I felt myself nodding. I half believed him. I wouldn’t have been surprised to see him melt away and find myself lying in bed.
“Cos if you remember too much,” Flethick continued, “there’s men in London can help you forget.”
“Ask the bosun nicely,” giggled the laughing man, “and he’ll cut your gizzard!”
“Shut up,” said Flethick again, “you’ve said too much already.” He looked back at me as though I were his worst enemy. He had told me to get out, and I was still standing there. “Off!” he hissed. “And FORGET!”
I stumbled down the stairs, almost falling into the night air, my head thick with the acrid smoke of the little room, my ears buzzing with Flethick’s parting threat. The details of the interview were starting to come to me, as if for the first time. I hadn’t been able to think properly in there: now my lungs filled with colder, cleaner air, and I began to take in what I’d seen. In spite of the men’s lethargic manner, there’d been violence in their words, and I realized I was still trembling with fear of them. Surely they were up to no good? “Such riches!” the indiscreet one had laughed, “the Sun of Calcutta!”

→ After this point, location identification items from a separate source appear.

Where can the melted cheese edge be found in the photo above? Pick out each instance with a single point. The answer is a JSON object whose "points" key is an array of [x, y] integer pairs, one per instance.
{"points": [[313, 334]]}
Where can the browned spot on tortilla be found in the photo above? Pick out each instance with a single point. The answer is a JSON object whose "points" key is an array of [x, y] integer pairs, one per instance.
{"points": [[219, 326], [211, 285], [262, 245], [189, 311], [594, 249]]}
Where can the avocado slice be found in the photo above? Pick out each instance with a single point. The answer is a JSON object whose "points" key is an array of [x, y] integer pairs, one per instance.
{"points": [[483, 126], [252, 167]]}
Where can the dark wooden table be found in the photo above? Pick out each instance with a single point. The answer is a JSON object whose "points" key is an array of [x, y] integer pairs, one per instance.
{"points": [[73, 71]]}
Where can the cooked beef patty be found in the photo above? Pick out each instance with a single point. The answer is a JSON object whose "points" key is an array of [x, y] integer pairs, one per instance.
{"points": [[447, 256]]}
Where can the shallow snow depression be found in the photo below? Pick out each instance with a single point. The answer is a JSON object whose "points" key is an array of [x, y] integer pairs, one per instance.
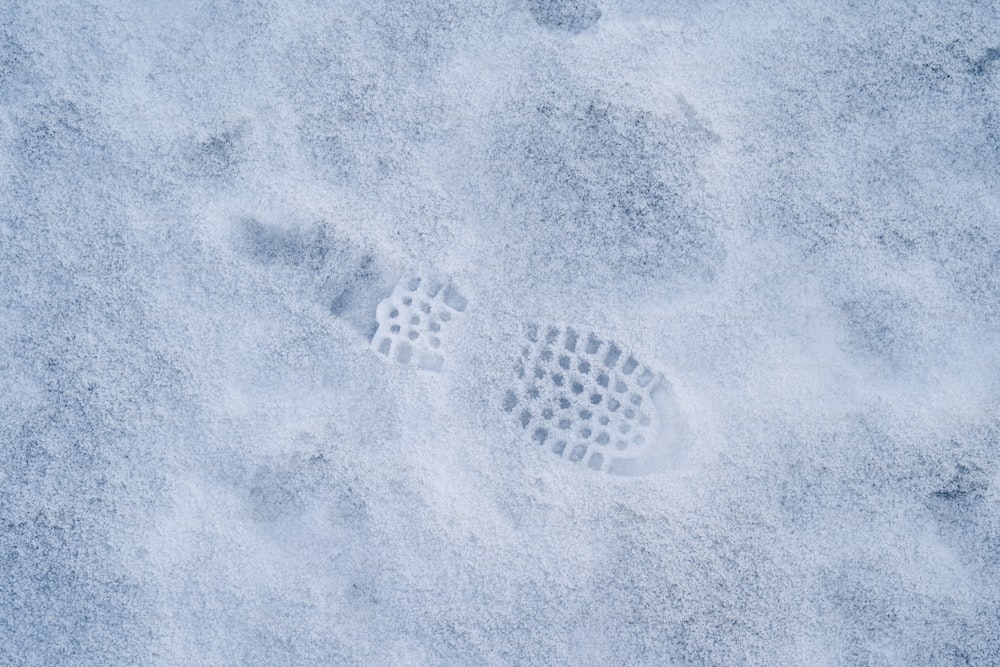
{"points": [[534, 332]]}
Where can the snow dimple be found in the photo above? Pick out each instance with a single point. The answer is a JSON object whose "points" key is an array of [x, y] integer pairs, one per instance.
{"points": [[412, 322], [563, 396]]}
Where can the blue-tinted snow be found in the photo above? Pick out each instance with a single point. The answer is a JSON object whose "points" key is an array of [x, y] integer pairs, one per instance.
{"points": [[791, 211]]}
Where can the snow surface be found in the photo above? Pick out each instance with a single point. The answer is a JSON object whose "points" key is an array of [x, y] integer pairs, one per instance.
{"points": [[791, 211]]}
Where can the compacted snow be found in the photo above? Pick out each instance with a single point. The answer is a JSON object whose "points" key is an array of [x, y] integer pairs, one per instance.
{"points": [[521, 332]]}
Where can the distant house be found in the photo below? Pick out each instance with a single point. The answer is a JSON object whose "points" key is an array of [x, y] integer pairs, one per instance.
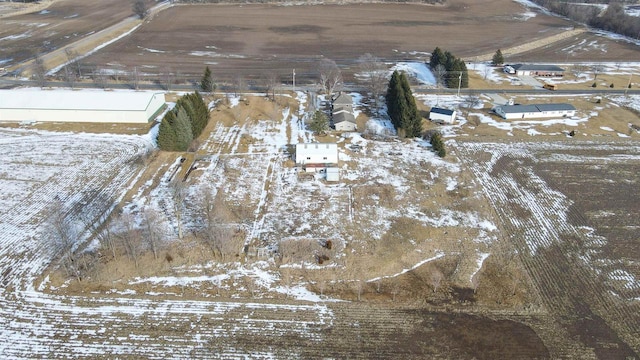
{"points": [[441, 115], [342, 100], [344, 121], [80, 106], [342, 118], [314, 157], [535, 70], [534, 111]]}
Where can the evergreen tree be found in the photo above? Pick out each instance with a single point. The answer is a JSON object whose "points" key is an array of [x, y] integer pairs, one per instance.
{"points": [[319, 123], [391, 96], [437, 58], [206, 84], [182, 127], [438, 145], [497, 59], [412, 121], [166, 134]]}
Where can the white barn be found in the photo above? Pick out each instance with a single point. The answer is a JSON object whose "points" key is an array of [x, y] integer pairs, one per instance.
{"points": [[442, 115], [534, 111], [316, 156], [80, 106]]}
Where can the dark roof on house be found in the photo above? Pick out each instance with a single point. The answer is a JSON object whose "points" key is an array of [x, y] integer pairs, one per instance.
{"points": [[342, 117], [532, 67], [442, 111], [343, 99], [510, 109]]}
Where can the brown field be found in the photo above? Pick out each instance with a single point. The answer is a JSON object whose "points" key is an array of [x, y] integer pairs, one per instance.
{"points": [[251, 40], [65, 21]]}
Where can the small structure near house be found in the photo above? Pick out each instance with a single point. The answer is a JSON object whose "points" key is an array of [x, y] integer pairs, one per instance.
{"points": [[534, 111], [80, 106], [342, 118], [333, 174], [344, 121], [535, 70], [441, 115], [316, 157]]}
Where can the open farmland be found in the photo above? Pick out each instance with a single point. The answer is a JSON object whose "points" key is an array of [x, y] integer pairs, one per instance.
{"points": [[63, 22], [251, 40], [578, 254]]}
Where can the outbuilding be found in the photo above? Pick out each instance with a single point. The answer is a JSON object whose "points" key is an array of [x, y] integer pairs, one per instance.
{"points": [[534, 111], [537, 70], [314, 157], [91, 106], [441, 115], [344, 121]]}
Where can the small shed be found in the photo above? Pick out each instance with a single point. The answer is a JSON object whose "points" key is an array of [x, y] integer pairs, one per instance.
{"points": [[344, 121], [333, 174], [442, 115]]}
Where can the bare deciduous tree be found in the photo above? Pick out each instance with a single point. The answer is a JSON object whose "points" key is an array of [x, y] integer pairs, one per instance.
{"points": [[152, 228], [73, 61], [330, 76], [130, 237], [39, 71], [436, 279]]}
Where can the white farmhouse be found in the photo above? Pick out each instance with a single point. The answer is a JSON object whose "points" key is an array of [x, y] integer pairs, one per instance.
{"points": [[80, 106], [316, 156], [440, 115], [534, 111]]}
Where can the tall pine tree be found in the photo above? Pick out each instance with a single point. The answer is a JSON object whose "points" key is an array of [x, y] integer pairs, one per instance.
{"points": [[182, 126], [413, 122], [167, 134]]}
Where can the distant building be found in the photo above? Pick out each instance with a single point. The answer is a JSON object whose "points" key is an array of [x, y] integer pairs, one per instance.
{"points": [[534, 111], [80, 106], [314, 157], [534, 70], [344, 121], [342, 118], [441, 115]]}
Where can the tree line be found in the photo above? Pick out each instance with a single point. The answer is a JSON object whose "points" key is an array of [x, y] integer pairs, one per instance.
{"points": [[183, 123], [448, 69], [613, 19], [401, 106]]}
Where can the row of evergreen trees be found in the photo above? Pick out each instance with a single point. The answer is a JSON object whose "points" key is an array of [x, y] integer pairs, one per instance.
{"points": [[454, 66], [401, 106], [183, 123]]}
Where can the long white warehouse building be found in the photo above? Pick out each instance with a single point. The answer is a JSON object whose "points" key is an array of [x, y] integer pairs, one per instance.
{"points": [[94, 106]]}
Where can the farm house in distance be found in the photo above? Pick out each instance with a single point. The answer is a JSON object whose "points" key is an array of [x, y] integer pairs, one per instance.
{"points": [[80, 106], [534, 70], [534, 111], [342, 118], [442, 116], [318, 157]]}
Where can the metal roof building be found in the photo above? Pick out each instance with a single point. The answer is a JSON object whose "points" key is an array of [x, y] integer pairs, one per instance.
{"points": [[80, 106], [534, 111]]}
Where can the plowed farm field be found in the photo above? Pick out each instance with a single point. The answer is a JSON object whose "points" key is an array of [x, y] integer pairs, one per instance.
{"points": [[571, 210]]}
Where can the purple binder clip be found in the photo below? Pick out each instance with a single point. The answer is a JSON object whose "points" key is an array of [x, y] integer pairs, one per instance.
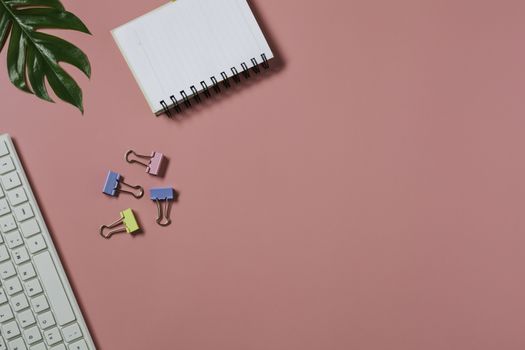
{"points": [[114, 183], [155, 165]]}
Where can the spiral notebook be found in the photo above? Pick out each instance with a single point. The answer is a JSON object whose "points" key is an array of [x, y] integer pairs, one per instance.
{"points": [[188, 50]]}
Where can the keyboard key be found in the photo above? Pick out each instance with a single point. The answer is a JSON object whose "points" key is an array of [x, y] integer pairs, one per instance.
{"points": [[13, 239], [33, 287], [32, 335], [7, 223], [4, 255], [79, 345], [3, 149], [26, 318], [3, 296], [19, 302], [71, 332], [29, 228], [52, 336], [17, 344], [4, 207], [12, 286], [10, 330], [5, 313], [36, 244], [6, 165], [17, 196], [24, 212], [10, 180], [58, 298], [26, 271], [20, 255], [40, 303], [46, 320], [39, 346], [7, 269]]}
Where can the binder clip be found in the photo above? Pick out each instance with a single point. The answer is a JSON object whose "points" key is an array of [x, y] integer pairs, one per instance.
{"points": [[113, 186], [155, 165], [167, 195], [127, 223]]}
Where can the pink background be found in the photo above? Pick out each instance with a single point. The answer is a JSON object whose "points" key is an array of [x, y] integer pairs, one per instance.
{"points": [[369, 194]]}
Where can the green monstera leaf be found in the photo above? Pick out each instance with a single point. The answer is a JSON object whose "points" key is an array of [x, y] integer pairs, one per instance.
{"points": [[33, 56]]}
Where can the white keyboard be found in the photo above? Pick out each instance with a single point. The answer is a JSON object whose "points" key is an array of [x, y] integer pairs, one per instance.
{"points": [[37, 307]]}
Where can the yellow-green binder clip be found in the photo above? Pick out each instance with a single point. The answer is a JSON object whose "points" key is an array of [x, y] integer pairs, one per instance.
{"points": [[126, 224]]}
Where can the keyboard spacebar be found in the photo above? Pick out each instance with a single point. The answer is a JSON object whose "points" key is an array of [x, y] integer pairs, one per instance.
{"points": [[53, 286]]}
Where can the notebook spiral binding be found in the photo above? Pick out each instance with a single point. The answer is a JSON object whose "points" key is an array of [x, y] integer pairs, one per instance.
{"points": [[196, 95]]}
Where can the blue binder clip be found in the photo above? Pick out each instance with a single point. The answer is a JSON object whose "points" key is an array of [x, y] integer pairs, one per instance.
{"points": [[167, 195], [114, 183]]}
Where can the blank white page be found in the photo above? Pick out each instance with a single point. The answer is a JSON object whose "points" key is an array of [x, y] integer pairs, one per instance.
{"points": [[185, 42]]}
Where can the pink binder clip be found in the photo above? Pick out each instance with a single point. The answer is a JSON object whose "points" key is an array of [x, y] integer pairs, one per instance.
{"points": [[156, 163]]}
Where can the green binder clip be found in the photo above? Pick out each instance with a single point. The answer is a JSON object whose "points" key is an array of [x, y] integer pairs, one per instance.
{"points": [[126, 224]]}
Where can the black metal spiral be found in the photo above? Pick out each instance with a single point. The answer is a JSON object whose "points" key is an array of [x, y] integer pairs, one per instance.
{"points": [[235, 76]]}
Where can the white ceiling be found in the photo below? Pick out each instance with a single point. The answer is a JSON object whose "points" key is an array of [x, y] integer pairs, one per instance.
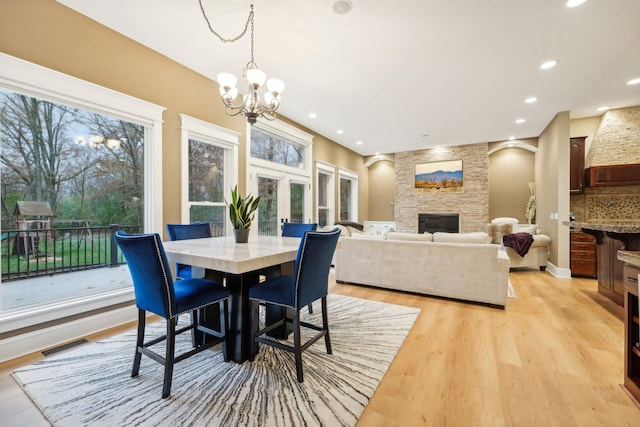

I emerged from the brick archway and blinked at the high, black, damp prison wall in front of me. Still tethered to the lamppost, and scrabbling at the cobbles, Lash was straining to greet me, and when I untied him he practically knocked me over in his evident relief that I’d made it back.
“Am I pleased to see you,” I murmured; and I crouched there for a few moments, letting him lick my face, and tugging affectionately at the little beard under his chin.
A bell somewhere was striking the hour. Eight … nine … ten … eleven. I suddenly felt immensely tired. Glancing up and down the narrow street I saw it was deserted, the only light in sight glowing faintly from the next corner, quite a long way off. The laughing man’s words echoed in my head: “Ask the bosun nicely, and he’ll cut your gizzard!” And I remembered with an uncomfortable crawling sensation just where I was. Despite the painted street sign designating it as Corporation Row, there was another name for this shadowy, high-walled little alley which hugged the perimeters of the prison. Almost everyone who lived around here called it Cut-throat Lane.
I stood up, gathered Lash’s lead so he was tight against my legs, and pulled him after me. You didn’t linger here after dark if you had any sense. As I passed a narrow entrance I heard a cautious whistle like an owl hooting, and knew it for a footpad’s signal to another, the secret language of the filthy youths and children who made their living by being alert when others were tired and careless. Lash growled, and my heart began to beat faster as I thought about the cutthroats who lurked here, about the sinister men in the smoky room, about Cockburn and the prison he’d broken out of, the wall of which was towering forbiddingly to my left. I was hurrying so blindly by the time I got to the corner that I ran straight into someone coming in the other direction.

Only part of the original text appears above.